Eddie laughs, tries not to let his nerves show by making a silly grimace in the direction of Gareth, who lovingly scoffs and rolls his eyes, says ‘You don’t need us for that, you’re pretty good at embarrassing yourself‘, just to be a little shit. And maybe that’s good, because it means they’re not pretending to be something they’re not. There’s no need to mask who they are in front of Steve, Eddie knows that.
He knows that, once they’ve warmed up to each other, they’ll get along just fine. But still, he can’t shake the funny feeling in his gut.
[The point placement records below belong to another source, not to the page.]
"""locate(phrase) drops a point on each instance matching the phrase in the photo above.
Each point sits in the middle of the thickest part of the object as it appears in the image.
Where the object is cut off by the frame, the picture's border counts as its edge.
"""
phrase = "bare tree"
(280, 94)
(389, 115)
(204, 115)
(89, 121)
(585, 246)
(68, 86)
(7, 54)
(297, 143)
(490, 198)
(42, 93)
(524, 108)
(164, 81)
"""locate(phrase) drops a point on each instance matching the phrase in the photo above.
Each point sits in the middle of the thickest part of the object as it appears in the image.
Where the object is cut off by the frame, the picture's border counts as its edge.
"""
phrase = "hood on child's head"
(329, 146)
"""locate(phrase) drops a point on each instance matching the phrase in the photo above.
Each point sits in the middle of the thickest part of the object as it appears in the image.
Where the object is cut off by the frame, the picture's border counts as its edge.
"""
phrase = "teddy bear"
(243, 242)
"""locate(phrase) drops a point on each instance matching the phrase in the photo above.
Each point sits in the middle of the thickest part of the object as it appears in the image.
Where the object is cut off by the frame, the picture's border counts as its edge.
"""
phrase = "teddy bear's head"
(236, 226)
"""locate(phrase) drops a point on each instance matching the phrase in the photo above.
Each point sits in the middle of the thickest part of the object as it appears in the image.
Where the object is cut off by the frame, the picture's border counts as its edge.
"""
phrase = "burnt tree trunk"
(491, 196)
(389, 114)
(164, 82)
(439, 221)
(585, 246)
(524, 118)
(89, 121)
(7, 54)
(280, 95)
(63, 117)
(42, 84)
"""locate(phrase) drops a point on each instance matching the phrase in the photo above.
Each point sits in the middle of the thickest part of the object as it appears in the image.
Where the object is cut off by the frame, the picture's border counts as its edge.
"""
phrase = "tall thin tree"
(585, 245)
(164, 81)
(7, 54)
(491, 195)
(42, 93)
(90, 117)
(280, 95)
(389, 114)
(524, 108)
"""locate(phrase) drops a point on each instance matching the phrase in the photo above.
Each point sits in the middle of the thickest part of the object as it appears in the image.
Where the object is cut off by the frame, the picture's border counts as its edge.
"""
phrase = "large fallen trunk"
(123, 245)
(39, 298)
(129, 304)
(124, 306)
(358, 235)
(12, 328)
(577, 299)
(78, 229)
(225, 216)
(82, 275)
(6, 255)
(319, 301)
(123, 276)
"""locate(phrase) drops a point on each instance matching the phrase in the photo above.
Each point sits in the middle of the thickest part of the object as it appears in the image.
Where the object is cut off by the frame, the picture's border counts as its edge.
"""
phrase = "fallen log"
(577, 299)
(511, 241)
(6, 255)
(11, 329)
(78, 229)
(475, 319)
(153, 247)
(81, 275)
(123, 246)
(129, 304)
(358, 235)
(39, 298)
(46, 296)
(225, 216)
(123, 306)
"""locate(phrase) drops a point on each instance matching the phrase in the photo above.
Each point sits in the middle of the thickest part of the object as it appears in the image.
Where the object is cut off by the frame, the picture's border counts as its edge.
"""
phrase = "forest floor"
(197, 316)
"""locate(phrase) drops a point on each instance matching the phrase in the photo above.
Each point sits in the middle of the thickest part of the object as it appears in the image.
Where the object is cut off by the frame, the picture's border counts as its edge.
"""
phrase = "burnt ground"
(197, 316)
This is a big deal for him, finally introducing his boyfriend to the people who, apart from Wayne, mean most to him in this world. He wants, no, needs them to accept this new person in his life, because there is one thing he’s absolutely certain of – Steve is here to stay.
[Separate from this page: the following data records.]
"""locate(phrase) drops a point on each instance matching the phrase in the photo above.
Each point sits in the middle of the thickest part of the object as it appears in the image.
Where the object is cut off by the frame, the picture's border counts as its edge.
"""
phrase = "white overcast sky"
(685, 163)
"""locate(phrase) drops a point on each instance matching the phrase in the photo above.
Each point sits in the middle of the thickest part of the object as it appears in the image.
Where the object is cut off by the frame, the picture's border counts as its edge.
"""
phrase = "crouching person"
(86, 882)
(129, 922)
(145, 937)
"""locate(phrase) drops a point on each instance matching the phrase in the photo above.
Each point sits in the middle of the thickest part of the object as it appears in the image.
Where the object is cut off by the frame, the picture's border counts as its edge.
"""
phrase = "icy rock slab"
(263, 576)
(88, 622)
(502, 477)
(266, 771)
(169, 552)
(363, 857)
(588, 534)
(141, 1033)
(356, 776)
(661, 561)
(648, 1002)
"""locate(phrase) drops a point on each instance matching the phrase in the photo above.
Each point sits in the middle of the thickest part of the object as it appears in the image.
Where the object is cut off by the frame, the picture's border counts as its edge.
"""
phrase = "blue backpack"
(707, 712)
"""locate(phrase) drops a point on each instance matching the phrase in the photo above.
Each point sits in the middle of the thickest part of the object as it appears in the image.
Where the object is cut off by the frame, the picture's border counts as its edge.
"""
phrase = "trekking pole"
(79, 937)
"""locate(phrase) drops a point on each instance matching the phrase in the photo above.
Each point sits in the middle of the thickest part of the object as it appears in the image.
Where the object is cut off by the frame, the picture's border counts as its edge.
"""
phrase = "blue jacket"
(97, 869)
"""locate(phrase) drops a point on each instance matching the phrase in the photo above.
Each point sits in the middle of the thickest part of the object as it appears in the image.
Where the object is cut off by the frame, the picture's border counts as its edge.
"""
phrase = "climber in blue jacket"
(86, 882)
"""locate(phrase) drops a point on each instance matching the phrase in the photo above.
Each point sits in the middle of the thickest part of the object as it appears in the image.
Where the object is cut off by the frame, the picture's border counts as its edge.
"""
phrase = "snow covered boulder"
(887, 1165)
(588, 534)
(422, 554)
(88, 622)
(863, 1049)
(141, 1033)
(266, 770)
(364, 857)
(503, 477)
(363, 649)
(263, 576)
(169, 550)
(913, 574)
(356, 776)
Gareth and Doug, being the lifesavers they are, immediately start wrapping Steve up in a conversation and it helps ease Eddie’s nerves a bit. But out of the corner of his eyes, he can see the tension in Jeff’s shoulders. Can sense his resentment of the situation even if Jeff is obviously trying his best not to show it.
He stands off to the side, pretending to tune his guitar which he’s definitely not. Eddie knows he’s already done that before even coming to the venue. Out of all of them, Jeff’s always been the closest to a professional.
It’s something Eddie admires, one of those things he loves about him.
Jeff and Eddie go way back, met long before Gareth and Doug entered the picture. They’ve been friends forever, through thick and thin, always together against the rest of the world.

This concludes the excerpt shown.